Négociations commerciales tendues pour l'agroalimentaire

Des demandes "indécentes" : l'industrie agroalimentaire française assure être prise en étau, face aux exigences de prix de la grande distribution qui compliquent sérieusement les négociations commerciales annuelles, après une année de crise sanitaire marquée par la flambée des cours des matières premières.

"Ce qui est véritablement inquiétant, c'est que les demandes qu'on a de la part de la grande distribution demeurent extrêmement négatives et ne bougent pas", s'alarme un industriel de l'agroalimentaire qui a requis l'anonymat. "On est dans des demandes qui sont entre -4 et -2,5%", rapporte-t-il, après avoir dû faire face, avec ses fournisseurs, à une "inflation très forte des prix agricoles".

"Sur le blé, c'est +20%, sur l'huile c'est +27%, c'est entre 10 et 20% sur les fruits et donc les industriels ont impérativement besoin de passer des hausses de tarifs et aujourd'hui, malheureusement c'est encore des pressions, des menaces de déréférencement", rapporte de son côté Catherine Chapalain, directrice générale de l'Association nationale des industries alimentaires (Ania).

Elle souligne que l'ensemble des acteurs de l'alimentation se sont serré les coudes pour faire tenir la chaîne alimentaire au début de la crise sanitaire, lorsque les premières restrictions destinées à endiguer l'épidémie ont mis à mal la logistique. Elle déplore que "cette solidarité, malheureusement, ne se traduit pas dans les négociations 2021", marquées par des "demandes de prix indécentes", malgré la loi Alimentation censée encadrer tout cela.

La grande distribution affirme pour sa part, avoir avant tout des difficultés à conclure avec les "gros" du secteur. Avec des demandes de hausse de prix "de l'ordre de 3 à 4% en moyenne", "on observe des demandes totalement injustifiées et déraisonnables de la part de certaines grandes entreprises, notamment celles qui utilisent très peu de matières premières agricoles", affirme auprès de l'AFP Jacques Creyssel, délégué général de la Fédération du commerce et de la distribution (FCD). A l'inverse, selon lui, "les demandes du côté des PME étaient plutôt raisonnables, ce qui explique que les négociations se soient bien passées".

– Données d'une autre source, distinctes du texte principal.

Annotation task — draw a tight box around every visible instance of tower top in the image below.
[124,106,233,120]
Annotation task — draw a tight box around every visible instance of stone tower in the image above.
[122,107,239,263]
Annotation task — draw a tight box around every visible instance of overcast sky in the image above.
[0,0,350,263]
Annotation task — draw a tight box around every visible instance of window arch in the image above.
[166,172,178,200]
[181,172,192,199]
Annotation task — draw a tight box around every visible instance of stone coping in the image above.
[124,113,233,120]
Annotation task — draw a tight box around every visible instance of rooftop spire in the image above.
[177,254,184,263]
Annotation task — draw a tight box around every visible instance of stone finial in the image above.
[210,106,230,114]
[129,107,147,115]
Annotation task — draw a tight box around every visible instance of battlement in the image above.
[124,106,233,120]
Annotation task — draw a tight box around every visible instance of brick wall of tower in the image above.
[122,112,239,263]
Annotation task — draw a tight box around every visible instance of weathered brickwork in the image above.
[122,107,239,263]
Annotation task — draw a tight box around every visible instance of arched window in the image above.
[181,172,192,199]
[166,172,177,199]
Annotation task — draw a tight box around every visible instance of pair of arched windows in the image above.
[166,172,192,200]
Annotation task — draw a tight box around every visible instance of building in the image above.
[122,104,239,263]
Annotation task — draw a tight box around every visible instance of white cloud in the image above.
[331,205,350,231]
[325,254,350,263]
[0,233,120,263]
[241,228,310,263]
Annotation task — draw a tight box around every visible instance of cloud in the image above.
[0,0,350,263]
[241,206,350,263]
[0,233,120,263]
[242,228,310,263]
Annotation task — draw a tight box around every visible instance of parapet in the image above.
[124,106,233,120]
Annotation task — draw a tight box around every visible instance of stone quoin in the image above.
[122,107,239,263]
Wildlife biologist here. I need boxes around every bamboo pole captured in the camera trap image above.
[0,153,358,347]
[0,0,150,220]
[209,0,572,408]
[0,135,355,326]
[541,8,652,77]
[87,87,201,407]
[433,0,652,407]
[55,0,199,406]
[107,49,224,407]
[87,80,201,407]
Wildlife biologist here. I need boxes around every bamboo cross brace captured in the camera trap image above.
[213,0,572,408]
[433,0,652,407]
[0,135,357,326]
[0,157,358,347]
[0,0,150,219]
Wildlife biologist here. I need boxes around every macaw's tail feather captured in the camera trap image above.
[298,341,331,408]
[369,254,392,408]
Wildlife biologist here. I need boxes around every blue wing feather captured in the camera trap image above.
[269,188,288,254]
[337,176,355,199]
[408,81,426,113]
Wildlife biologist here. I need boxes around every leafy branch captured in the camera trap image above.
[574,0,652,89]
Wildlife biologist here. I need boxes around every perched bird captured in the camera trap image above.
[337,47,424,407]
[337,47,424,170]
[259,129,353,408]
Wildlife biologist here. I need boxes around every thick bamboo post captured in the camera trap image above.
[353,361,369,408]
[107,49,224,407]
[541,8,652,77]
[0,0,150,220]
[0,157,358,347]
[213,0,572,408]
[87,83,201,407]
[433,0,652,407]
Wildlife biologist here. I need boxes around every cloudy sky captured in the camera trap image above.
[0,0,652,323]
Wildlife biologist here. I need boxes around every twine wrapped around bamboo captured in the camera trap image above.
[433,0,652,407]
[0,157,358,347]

L'"embellie" de la distribution

Un constat partagé par Carrefour, qui a affirmé le 27 janvier que "plus de 95% des contrats avec ses fournisseurs locaux et régionaux ont été signés, soit un mois avant la date butoir de la fin des négociations commerciales". Mais dans ce tableau, M. Creyssel reconnaît tout de même la problématique posée par la hausse des matières premières dans "un certain nombre de dossiers qui restent complexes". Il cite en particulier "la volaille, les oeufs", des secteurs pour lesquels "les discussions sont toujours en cours".

Le groupe volailler LDC demandait dès fin novembre des revalorisations de 6% pour faire face au renchérissement mondial des céréales et donc des coûts de production des volailles. "Seule une partie des hausses demandées a été obtenue, mais à ce stade elles restent insuffisantes", a-t-il regretté début janvier. Une revalorisation "urgente" du prix des oeufs est aussi exigée par les professionnels : le syndicat des industriels des oeufs Snipo estimait en décembre que la flambée des céréales entraînait "une augmentation du coût de production de 0,5 à 0,7 centime par oeuf".

"Ce n'est pas aux agriculteurs de raboter leurs salaires pour soutenir le pouvoir d'achat des consommateurs."

Très remontée, la présidente de la FNSEA Christiane Lambert a prévenu qu'elle ferait remonter les difficultés rencontrées par les industriels lors d'un comité de suivi des négociations commerciales le 29 janvier. Elle souligne l'"embellie" de chiffre d'affaires dont ont bénéficié les distributeurs en raison de la fermeture des restaurants, au sortir d'un entretien avec le Premier ministre avec lequel elle a partagé son mécontentement. "Ce n'est pas aux agriculteurs de raboter leurs salaires pour soutenir le pouvoir d'achat des consommateurs", a-t-elle conclu.

Très loin de l'esprit de la loi Alimentation, qui prévoit de partir des coûts des producteurs pour fixer les prix, le géant laitier Lactalis a fait savoir dans un communiqué le 29 janvier que pour 2021, "la valorisation du lait s'appuiera notamment sur l'acceptation de hausses de prix par la grande distribution".

A la veille de ce comité, et à un mois de la fin des négociations, on assurait, au ministère de l'Agriculture, ne pas exclure le recours au "name and shame" (pointer du doigt publiquement) pour les mauvais élèves, dans des négociations "très hétérogènes". "Si d'ici 15 jours les choses ne s'améliorent pas, ce sera la marche suivante", a-t-on indiqué au ministère qui a, dans un premier temps, demandé aux services de la répression des fraudes d'intensifier leurs contrôles.